Problem that thread pools solve
The task of a scalable server software (and DBMS is an example of such software) is to maintain top performance with increasing number of clients. MySQL traditionally assigned a thread for every client connection, and as the number of concurrent users grows this model would show performance drops. Many active threads appear to be a performance killer, because increasing number of threads leads to extensive context switching and bad locality for CPU caches, and increased contention for hot locks. So the ideal solution that would help to reduce context switching is maintaining lower number of threads than number of client, but this number should not be too low either, since we also want to utilize CPUs to their fullest - ideally, there is a single active thread for each CPU on the machine.

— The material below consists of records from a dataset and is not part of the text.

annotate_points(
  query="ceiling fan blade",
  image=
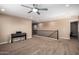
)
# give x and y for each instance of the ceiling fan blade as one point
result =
(38, 13)
(35, 5)
(42, 9)
(27, 6)
(29, 11)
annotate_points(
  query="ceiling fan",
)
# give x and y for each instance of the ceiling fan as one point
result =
(35, 8)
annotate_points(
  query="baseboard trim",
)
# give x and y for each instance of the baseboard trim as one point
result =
(64, 38)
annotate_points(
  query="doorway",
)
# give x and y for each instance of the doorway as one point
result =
(74, 30)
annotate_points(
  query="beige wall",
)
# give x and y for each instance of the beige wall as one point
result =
(11, 24)
(47, 26)
(62, 24)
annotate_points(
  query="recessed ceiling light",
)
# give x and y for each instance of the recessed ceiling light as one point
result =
(2, 9)
(67, 5)
(35, 10)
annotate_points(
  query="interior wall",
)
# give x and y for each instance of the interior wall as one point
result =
(61, 24)
(11, 24)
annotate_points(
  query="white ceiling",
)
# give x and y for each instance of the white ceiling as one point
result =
(54, 10)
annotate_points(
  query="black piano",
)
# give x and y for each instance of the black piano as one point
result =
(17, 34)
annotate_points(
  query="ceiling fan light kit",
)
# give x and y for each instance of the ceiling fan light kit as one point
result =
(35, 8)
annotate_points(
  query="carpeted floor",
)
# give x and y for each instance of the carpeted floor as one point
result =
(39, 45)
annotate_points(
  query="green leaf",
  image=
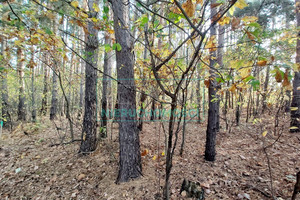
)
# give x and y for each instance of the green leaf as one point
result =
(255, 84)
(220, 80)
(254, 24)
(105, 9)
(48, 31)
(117, 47)
(107, 48)
(144, 20)
(248, 79)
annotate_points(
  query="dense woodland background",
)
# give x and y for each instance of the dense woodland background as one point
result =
(190, 98)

What is new in MariaDB threadpool in 5.5
MariaDB has had option to run server threads in a pool since version 5.2. The main drawback of the previous solution was that this pool was static, i.e it had a fixed number of threads. Static thread pools can have their merits, for a limited cases where callbacks executed by pool threads never block and do not depend on each other (imagine something like an echo server). But DBMS clients are more complicated, they depend on each other’s completion, they block on different locks and IO, thus it is very hard to impossible to predict how many threads would be ideal of even sufficient to prevent deadlocks. 5.5 implements a dynamic/adaptive pool that itself takes care of creating new threads in the times of high demand and retiring threads if they have nothing to do. This is a complete reimplementation of the legacy pool-of-threads scheduler, with following goals:
- Make the pool dynamic (grow and shrink whenever required)
- Minimize the overhead required to maintain threadpool itself
- Make best use of underlying OS capabilities (use native OS threadpool if provided, use best IO multiplexing method otherwise)
There are currently two different low-level implementation depending on OS – one for Windows which utilizes native threadpool, and one generic for Unix-like systems. Therefore some tuning parameters will differ from Windows to Unix.
When to use threadpool
Threadpools are most efficient in situations where queries are relatively short and the load is CPU bound (OLTP workloads). If workload is not CPU bound, you might still want to limit the number of threads to at save memory for the database memory buffers.
When threadpool is less efficient
There are special cases where threadpool is likely to be less efficient.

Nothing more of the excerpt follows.